虹色のキャンバスに白い虹を描こう
美波さんが言葉を選ぶように話し出したと同時、僕は足を動かす。完全に余計なことをしている。
分かってる。メリットなんてない。彼女の面倒をみたところで僕に利はないし、そもそも引き受ける義理もない。
美波さんの手の中から、一本のクレヨンをさらった。
彼女が弾かれたように顔を上げる。
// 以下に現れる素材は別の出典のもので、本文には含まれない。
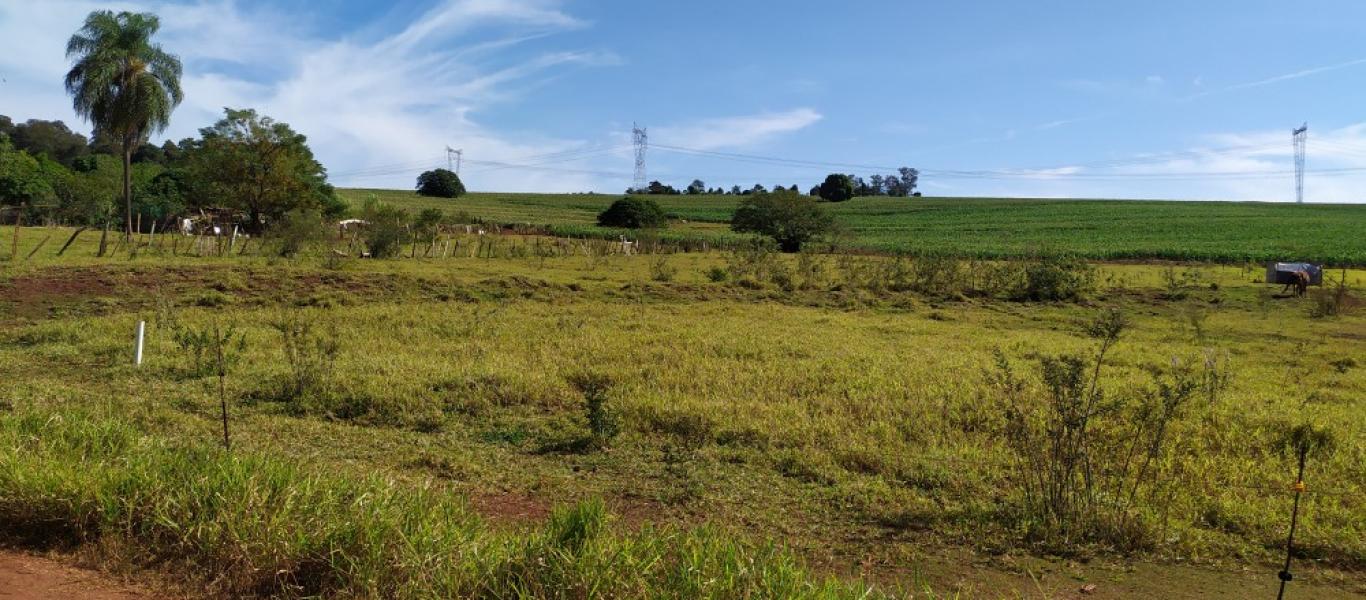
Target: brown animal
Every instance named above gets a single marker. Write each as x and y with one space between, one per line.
1301 283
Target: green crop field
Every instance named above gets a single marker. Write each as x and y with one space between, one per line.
989 227
495 420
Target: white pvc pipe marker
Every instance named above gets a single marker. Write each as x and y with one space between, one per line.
137 351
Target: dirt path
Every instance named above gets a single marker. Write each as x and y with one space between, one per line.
26 577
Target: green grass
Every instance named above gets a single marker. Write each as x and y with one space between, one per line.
250 524
992 227
838 418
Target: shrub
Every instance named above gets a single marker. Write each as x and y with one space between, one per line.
836 187
440 183
387 228
603 421
312 357
1056 278
788 217
295 231
661 269
634 213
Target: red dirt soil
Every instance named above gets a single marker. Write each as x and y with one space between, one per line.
28 577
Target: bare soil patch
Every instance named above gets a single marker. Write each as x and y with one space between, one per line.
28 577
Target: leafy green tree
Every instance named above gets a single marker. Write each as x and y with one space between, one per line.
51 138
634 213
440 183
903 182
258 166
22 178
123 82
788 217
660 189
387 230
838 187
165 194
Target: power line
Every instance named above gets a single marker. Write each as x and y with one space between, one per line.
641 140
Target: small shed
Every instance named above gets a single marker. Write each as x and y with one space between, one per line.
1283 274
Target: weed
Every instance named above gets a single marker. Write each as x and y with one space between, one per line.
604 423
661 269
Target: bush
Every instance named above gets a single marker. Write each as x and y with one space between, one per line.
1056 278
634 213
788 217
387 228
440 183
295 231
836 187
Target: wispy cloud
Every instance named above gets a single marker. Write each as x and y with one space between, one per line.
1299 74
1231 166
364 104
735 131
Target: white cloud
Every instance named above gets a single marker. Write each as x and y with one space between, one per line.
1239 166
735 131
364 104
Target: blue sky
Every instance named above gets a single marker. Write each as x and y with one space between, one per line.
1070 99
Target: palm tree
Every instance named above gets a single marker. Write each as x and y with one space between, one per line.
123 82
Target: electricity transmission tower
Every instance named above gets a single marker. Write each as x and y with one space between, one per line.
642 142
1299 137
459 156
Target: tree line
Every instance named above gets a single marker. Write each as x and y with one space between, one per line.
245 163
836 187
126 85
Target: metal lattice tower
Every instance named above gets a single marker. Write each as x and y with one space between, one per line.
1299 137
459 157
642 142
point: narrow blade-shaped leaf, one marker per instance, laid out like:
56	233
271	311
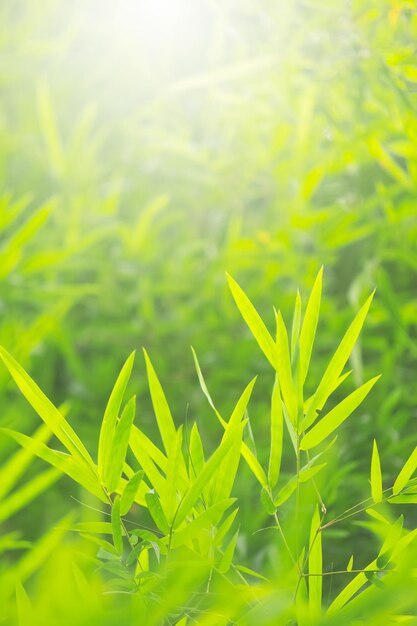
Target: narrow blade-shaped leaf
253	320
111	414
119	444
169	502
160	405
208	518
155	509
227	557
277	422
308	330
295	329
315	567
223	479
336	416
336	365
45	409
129	492
286	382
376	476
117	525
206	473
74	468
406	472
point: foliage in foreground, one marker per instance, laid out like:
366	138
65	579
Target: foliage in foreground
169	542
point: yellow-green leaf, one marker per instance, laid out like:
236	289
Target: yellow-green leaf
253	320
108	426
336	365
406	473
376	477
315	567
336	416
308	330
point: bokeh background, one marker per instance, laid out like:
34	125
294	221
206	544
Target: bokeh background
148	146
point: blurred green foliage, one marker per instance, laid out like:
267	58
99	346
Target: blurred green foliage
148	147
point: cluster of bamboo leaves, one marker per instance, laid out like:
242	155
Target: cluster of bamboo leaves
170	505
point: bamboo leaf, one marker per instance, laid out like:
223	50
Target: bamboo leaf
74	468
336	416
117	525
45	409
155	509
376	477
119	444
306	474
254	321
277	429
246	452
108	426
315	566
223	479
206	473
129	492
285	379
308	330
227	558
295	330
21	497
208	518
406	473
196	452
336	365
161	408
169	502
航先輩、と唇が動く。
「これが、赤」
ユイ、と呼ばれていた子にクレヨンを差し出せば、その目が見開かれた。
普通の人に比べれば、僕の世界はくすんでいる。でも確かに赤は見えている。どんなにくすんでいても、見えている。
「お兄ちゃん、だれ?」
「……友達」
「だれの?」
そこの追及はあまりされたくないのだけれども。とはいえ、答えなければどうにもならなさそうだ。
「美波さんの」
「みなみさんって、だれ?」
「…………清ちゃんの、友達」
観念し、心を無にして平坦に伝える。
相手はようやく納得してくれたようで、クレヨンを受け取りながら「そうなんだあ」と頷いた。
「色が分からないなら、そのぶん人を見る目を養えばいい」
屈んでもなお、自分の方が十分に視線が高い。しゃがみ込んで幼い顔を覗き込むようにすると、小首を傾げた少女と目が合った。